Bonds offer interest and capital appreciation to investors. It is better to know the basis of taxation and the rate of tax.
Returns from investments in bonds come from interest receipts and capital appreciation. The bulk of the returns come from interest payments which is fixed, as against capital gains, which is uncertain and a relatively smaller component of the overall returns from a bond. Price appreciation is not only a relatively smaller component but also, till it is booked, it remains on paper only. The interest (technically known as coupon) inflow is taxed at the marginal slab rate, which at the higher end is 30% plus surcharge (as applicable) and cess. Price appreciation is taxed as capital gains; long term if held for more than one year for a listed bond and three years for an unlisted bond. For listed bonds held for more than one year, long term capital gains tax is 10% plus surcharge (as applicable) and cess.
If the cash flows from the issuer of the bond to the investor is treated as capital appreciation instead of coupon, there would be tax efficiency. In zero coupon bonds, where there is no interest payment in the interim from issue to maturity, there is a case for treating it as capital appreciation. There are certain notified zero-coupon bonds, issued by NABARD and REC, where the differential between maturity price and issue price is treated as capital appreciation and taxed accordingly. Hence in the NABARD and REC notified bonds, entire price appreciation is treated as LTCG for a holding period of more than one year. This generates considerable tax efficiency, taxation rate being 10% as against 30%.
For other non-interest paying bonds, which may also be termed as zero coupon or ‘redemption at a premium’ or ‘issue at a discount’, gains are taxed as interest rather than capital appreciation. Going by provisions of the law, for plain vanilla non-notified zero coupon bonds, the differential between issue price and maturity value is taxable as interest. However, investors in such bonds may get in touch with his/her tax consultant as there may be scope for generating tax efficiency in non-coupon paying bonds by treating it as capital gains, based on precedence.

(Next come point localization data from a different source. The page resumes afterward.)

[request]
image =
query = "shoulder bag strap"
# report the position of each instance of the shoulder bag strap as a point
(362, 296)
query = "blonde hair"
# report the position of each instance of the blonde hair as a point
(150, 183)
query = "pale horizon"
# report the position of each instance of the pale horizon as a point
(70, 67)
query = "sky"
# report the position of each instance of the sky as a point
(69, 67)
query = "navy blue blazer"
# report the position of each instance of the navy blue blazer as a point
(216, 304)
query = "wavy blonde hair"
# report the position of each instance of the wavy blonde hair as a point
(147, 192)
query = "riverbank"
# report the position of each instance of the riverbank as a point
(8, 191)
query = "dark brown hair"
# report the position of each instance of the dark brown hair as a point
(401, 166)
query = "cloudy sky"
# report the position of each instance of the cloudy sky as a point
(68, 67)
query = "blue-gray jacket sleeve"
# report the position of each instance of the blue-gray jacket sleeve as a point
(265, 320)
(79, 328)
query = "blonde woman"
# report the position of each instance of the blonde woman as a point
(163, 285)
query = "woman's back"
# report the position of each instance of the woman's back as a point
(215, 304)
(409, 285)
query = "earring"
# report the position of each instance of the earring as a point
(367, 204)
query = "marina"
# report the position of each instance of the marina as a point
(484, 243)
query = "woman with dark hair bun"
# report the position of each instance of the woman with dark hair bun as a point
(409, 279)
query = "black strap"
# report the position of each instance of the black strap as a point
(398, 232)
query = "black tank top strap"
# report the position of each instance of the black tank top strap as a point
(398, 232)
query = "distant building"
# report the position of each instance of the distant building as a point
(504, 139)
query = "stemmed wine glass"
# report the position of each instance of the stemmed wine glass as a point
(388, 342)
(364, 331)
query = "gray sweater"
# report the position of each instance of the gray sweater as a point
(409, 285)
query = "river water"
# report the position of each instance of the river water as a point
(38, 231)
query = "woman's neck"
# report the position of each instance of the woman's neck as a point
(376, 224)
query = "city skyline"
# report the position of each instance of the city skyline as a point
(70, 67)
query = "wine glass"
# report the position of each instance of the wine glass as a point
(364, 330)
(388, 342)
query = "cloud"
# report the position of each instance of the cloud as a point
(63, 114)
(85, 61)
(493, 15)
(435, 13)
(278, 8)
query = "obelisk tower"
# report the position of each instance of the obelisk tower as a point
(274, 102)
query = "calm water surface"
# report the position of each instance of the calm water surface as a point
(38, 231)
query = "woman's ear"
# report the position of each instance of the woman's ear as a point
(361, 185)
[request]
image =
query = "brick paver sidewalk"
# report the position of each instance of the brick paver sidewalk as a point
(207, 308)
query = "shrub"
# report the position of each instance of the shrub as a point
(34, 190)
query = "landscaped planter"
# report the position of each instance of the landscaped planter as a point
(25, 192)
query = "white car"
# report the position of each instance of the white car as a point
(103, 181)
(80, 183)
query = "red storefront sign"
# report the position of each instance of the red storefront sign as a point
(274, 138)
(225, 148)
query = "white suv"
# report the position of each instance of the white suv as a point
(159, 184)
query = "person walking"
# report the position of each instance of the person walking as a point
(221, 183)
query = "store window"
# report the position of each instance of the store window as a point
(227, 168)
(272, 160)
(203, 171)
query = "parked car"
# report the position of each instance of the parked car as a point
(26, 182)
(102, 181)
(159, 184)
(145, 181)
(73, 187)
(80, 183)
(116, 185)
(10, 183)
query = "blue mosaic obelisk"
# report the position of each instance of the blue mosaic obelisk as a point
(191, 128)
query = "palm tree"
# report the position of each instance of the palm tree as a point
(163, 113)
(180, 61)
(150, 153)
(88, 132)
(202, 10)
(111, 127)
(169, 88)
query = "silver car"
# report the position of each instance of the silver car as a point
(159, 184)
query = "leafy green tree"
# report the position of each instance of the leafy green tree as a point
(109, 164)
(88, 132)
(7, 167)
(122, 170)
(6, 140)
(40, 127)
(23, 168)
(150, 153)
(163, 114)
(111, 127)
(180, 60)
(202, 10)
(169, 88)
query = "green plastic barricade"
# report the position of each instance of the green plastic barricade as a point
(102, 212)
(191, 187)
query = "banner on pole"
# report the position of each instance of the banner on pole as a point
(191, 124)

Capital gains can be set-off against capital loss. LTCG from selling a listed bond after a holding period of more than one year, can be set off against long term capital loss from say debt mutual fund or unlisted equity. While as per theory it can be set off against long term capital loss from debt mutual fund, it is highly unlikely that over a holding period of 3 years debt would give negative returns. Loss from unlisted equity is a more probable method for setting off.
For companies subject to MAT taxation, everything is subject to the MAT rate of taxation, which is 18.5% plus surcharge (as applicable) and cess. Hence the impact of coupon flows is not as much as it is taxable at a lower rate than 30% (plus surcharge and cess) for other investors. For capital gains, there is no special attraction for making it long term as the tax rate is anyways higher than 10%. Companies subject to MAT taxation need not consider zero coupon bonds; they may settle for regular coupon paying bonds, either listed or unlisted.
In tax-free PSU bonds, the coupon payments are tax-free, only the capital appreciation is taxable. These bonds being listed, the holding period required for treatment as long term capital gains (LTCG) tax is one year. Investors in tax-free PSU bonds should hold for one year, unless there is a cash flow requirement, to avail of LTCG taxation of 10% (plus surcharge and cess) against STCG rate of 30% (plus surcharge and cess). To reiterate, this is only for the price appreciation aspect as the coupon receipts are tax-free. The favourable tax-treatment of tax free bonds has made investors opt for tax free bonds. Falling interest rates further push up the prices of these bonds. Both these factors are responsible for premium pricing these bonds enjoy.
The way to look at tax-free PSU bonds, for comparison purposes, is to look at the ‘pre-tax equivalent’. As an illustration, let us say the yield on a tax-free PSU bond is 6.1% and taxation rate is 30%, no surcharge, and 3% cess i.e. 30.9%. The approximate ‘pre-tax equivalent’ in this case is 6.1% / (1-30.9%) = 8.83%. The concept is, if one invests in a taxable instrument, assuming no LTCG, tax is payable on the coupon at 30.9%. On the same plane, the comparable yield level for a tax-free PSU bond is 8.83%, which is attractive in the current market situation where the yield level on top-rated PSU bonds is approx 7%.
For purchase of a bond in the secondary market (as against primary market) and sale in the secondary market, the purchase price will include accrued interest for the period from the last interest payment date to the transaction date. The transaction should be documented accordingly, specifying the price as such and the accrued interest component. While selling the bond, the tax on price appreciation as capital gains will be on the ‘price’ component and not the accrued interest part. This clarity will help investors in filing proper tax returns.
Author is an independent financial advisor.